On 17-Oct-06, at 8:38 PM, Edward Mitchell wrote:
As far as I can see, there's nothing like this in lua.c. It seems that
lua_load(...) (or luaL_loadbuffer) should return an status code that
implies
"Needs more input."

It returns a syntax error with an easily parseable error message, which is
what lua.c does. See the function incomplete() on line 161 (v5.1.1)

On that basis, it seems that I can use the loop like:

    while(templateFile) {
        templateFile.getline(buff, BUFSIZ);
        // ?? debug echo to the console
        fprintf(stdout, "%s\n", buff);
while(Incomplete(L, luaL_loadbuffer(L, buff, strlen(buff), "Line")))
{
            templateFile.getline(buff, BUFSIZ);
        }
        iError = lua_pcall(L, 0, 0, 0);
        if(iError) {
            // echo the error message
            fprintf(stdout, "%s\n", lua_tostring(L, -1));
            // quit on any error
            break;
        }
    }

I looked at incomplete() and it seems to make a decision on whether the
string <eof> is present in the error message.

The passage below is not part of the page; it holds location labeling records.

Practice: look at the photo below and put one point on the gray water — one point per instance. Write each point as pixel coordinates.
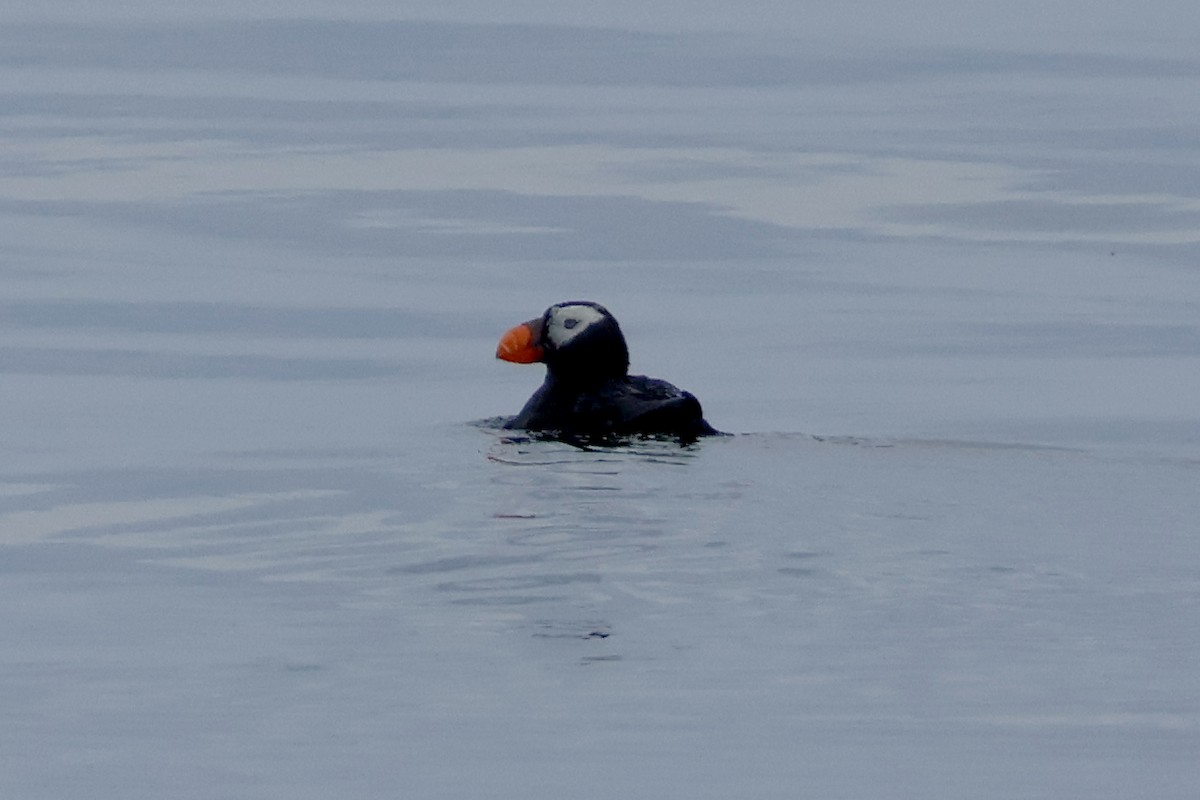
(934, 268)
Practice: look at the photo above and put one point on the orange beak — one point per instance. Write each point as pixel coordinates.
(517, 344)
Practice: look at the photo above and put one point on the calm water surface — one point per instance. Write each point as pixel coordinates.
(939, 280)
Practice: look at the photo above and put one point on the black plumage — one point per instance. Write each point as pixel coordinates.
(588, 390)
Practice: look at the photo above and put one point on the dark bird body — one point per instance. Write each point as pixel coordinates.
(588, 390)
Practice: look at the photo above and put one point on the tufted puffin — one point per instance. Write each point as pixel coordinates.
(588, 390)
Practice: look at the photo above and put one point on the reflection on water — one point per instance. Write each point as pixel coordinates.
(251, 278)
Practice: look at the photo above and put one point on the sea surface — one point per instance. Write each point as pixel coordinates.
(936, 268)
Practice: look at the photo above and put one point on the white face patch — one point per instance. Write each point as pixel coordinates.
(568, 322)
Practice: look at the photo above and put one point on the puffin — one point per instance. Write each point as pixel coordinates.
(588, 390)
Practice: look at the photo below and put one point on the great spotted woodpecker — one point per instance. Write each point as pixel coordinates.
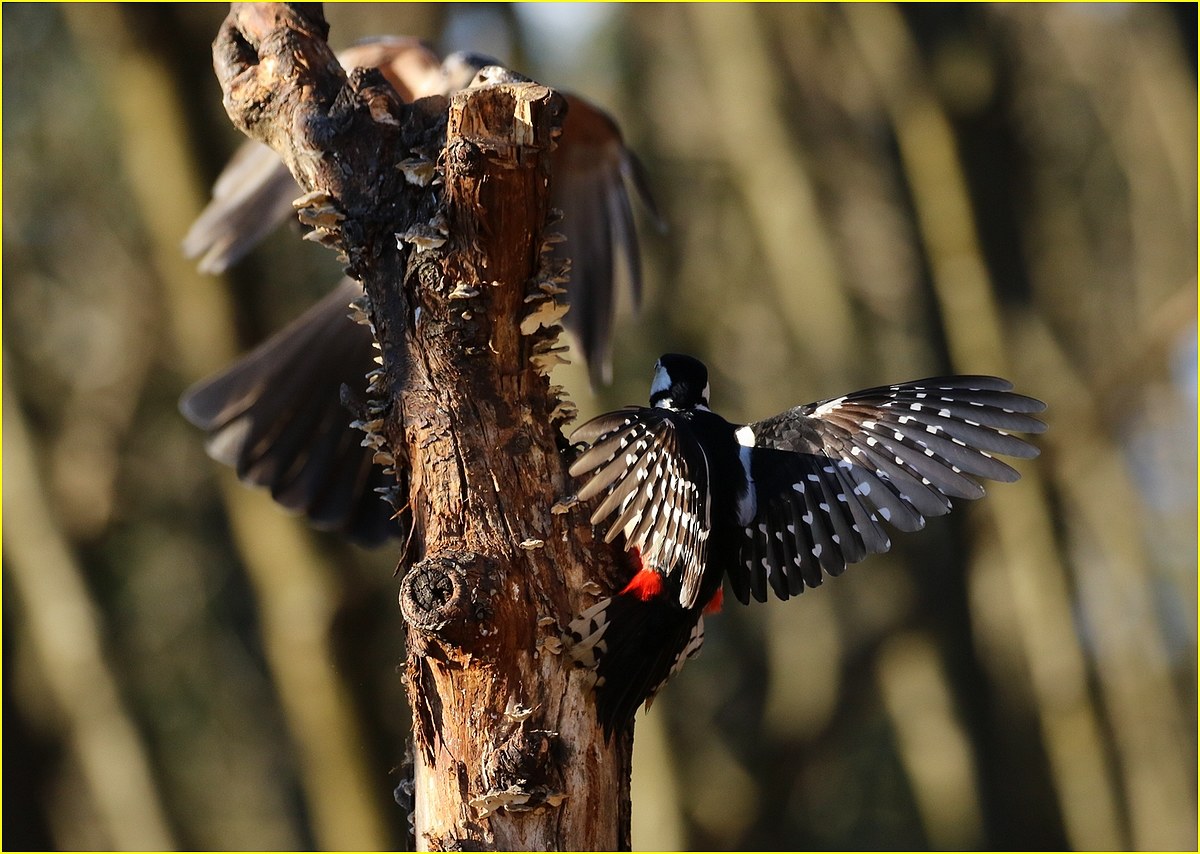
(772, 505)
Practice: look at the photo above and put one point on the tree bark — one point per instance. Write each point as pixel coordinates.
(441, 209)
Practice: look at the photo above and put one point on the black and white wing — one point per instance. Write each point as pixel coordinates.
(654, 477)
(827, 475)
(276, 416)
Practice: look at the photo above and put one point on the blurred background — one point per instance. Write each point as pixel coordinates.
(856, 194)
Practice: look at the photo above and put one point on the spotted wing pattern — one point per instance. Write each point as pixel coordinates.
(653, 475)
(827, 475)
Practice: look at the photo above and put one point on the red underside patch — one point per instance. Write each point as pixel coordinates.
(646, 585)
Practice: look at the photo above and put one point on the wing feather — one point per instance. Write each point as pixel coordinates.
(827, 475)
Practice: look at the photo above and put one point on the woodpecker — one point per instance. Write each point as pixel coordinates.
(772, 505)
(276, 414)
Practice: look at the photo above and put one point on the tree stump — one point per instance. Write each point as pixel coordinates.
(441, 210)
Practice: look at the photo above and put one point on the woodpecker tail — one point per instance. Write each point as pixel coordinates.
(634, 644)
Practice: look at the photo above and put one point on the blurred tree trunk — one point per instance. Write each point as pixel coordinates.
(507, 751)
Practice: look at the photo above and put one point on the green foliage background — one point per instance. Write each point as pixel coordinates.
(856, 194)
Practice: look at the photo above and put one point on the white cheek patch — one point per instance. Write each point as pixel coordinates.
(748, 503)
(661, 380)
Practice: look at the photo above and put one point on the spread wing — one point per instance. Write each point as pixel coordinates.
(653, 475)
(827, 475)
(592, 173)
(276, 416)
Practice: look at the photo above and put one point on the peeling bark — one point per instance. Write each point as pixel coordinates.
(462, 300)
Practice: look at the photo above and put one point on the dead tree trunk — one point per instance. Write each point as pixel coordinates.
(507, 751)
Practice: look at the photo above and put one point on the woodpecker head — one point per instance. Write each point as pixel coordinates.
(679, 383)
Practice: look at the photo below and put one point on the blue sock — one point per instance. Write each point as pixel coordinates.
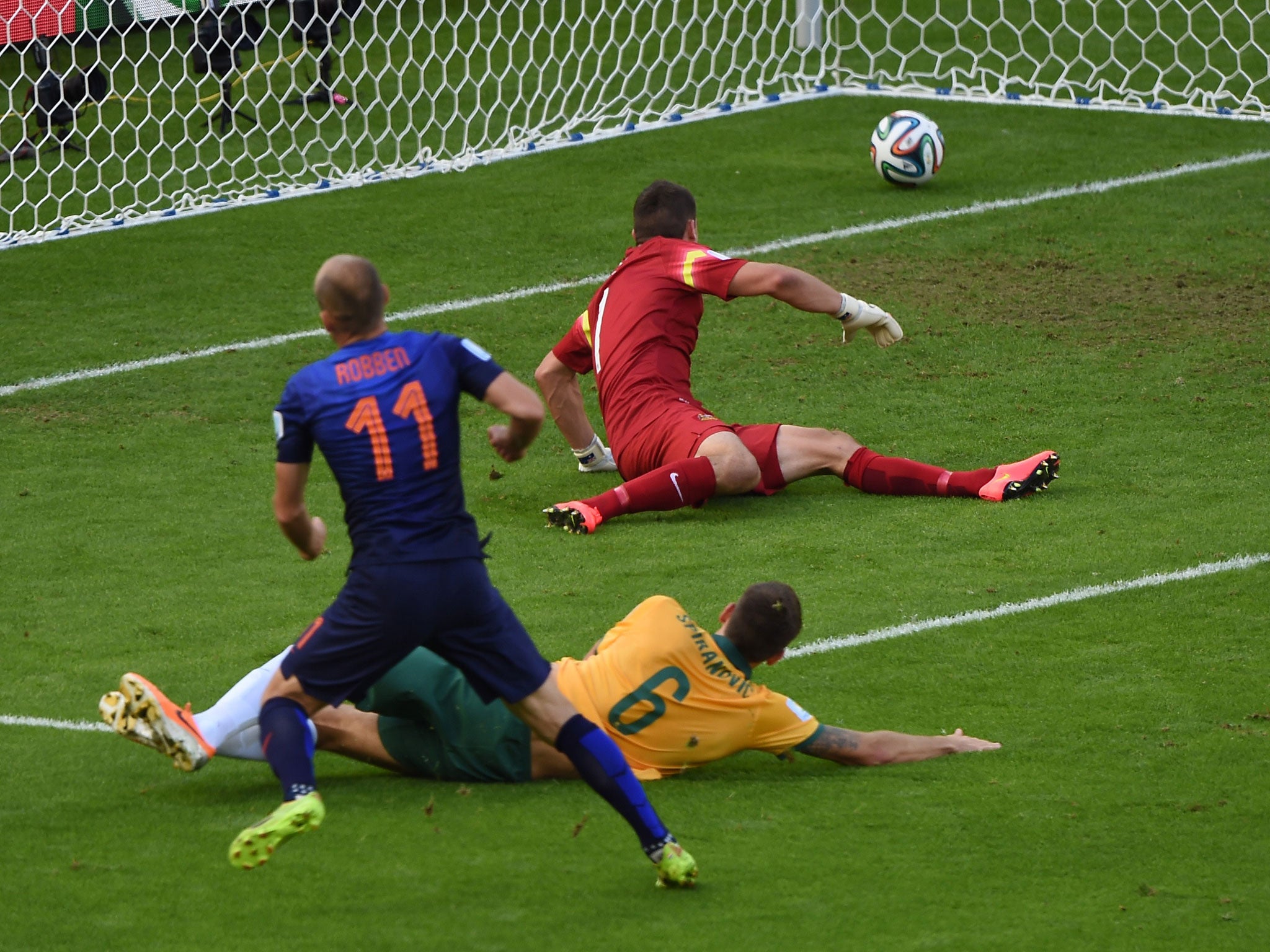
(288, 747)
(602, 765)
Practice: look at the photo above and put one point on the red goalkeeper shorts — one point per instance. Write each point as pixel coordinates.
(677, 433)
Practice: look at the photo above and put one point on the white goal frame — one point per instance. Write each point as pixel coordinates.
(440, 86)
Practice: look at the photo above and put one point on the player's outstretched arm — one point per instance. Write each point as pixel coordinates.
(877, 748)
(522, 405)
(305, 532)
(563, 392)
(809, 294)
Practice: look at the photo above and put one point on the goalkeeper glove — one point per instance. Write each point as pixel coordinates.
(856, 314)
(596, 457)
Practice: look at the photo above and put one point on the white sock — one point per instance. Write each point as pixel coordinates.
(238, 708)
(244, 743)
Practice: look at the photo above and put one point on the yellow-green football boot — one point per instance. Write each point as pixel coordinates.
(677, 870)
(255, 844)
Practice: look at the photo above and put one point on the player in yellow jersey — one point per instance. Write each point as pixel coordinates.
(670, 694)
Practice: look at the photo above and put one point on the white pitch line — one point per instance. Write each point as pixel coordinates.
(1059, 598)
(948, 621)
(54, 723)
(780, 244)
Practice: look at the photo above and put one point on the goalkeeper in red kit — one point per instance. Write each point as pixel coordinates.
(638, 335)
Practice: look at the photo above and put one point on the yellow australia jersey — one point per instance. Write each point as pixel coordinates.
(673, 696)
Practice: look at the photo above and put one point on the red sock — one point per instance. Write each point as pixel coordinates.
(895, 477)
(672, 487)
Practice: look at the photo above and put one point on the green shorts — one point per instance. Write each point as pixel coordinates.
(435, 725)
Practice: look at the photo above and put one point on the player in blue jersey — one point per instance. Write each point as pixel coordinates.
(384, 410)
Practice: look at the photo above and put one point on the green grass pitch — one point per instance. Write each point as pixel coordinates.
(1126, 330)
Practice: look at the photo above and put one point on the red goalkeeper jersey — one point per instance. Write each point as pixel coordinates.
(641, 329)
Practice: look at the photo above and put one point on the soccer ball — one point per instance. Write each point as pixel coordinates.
(907, 148)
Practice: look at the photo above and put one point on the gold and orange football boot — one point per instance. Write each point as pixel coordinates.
(173, 729)
(1021, 479)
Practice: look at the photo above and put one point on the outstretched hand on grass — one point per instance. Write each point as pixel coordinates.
(963, 744)
(879, 323)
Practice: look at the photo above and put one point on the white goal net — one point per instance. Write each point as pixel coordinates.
(122, 111)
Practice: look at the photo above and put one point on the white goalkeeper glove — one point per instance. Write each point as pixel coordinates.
(596, 457)
(856, 314)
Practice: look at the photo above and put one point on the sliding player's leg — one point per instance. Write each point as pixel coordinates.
(143, 714)
(806, 451)
(499, 660)
(355, 643)
(601, 764)
(288, 747)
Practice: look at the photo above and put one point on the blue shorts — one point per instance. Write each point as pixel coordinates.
(384, 612)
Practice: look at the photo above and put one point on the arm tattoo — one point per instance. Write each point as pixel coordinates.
(833, 744)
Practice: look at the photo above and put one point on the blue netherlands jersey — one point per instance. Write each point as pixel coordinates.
(385, 414)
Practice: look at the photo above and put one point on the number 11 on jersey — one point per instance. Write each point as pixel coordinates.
(411, 403)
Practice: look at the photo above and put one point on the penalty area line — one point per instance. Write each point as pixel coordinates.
(1089, 188)
(1033, 604)
(817, 648)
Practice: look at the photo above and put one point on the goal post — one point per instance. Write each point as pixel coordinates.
(115, 112)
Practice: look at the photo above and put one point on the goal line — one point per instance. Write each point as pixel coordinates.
(1089, 188)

Since incomplete() is not one of the lua_... or luaL_... group of routines, is it likely that the '<eof>'
ending message will go away in the future.

Possibly. But anyway, that's only useful for compiling single chunks. Note that lua.c concatenates all the lines together each time it tries, which is probably unreasonable for a large file.

lua_load processes an entire compilation unit, although it will call the supplied callback function in order to receive the compilation unit in separate strings. It does not retain state from one call to the next.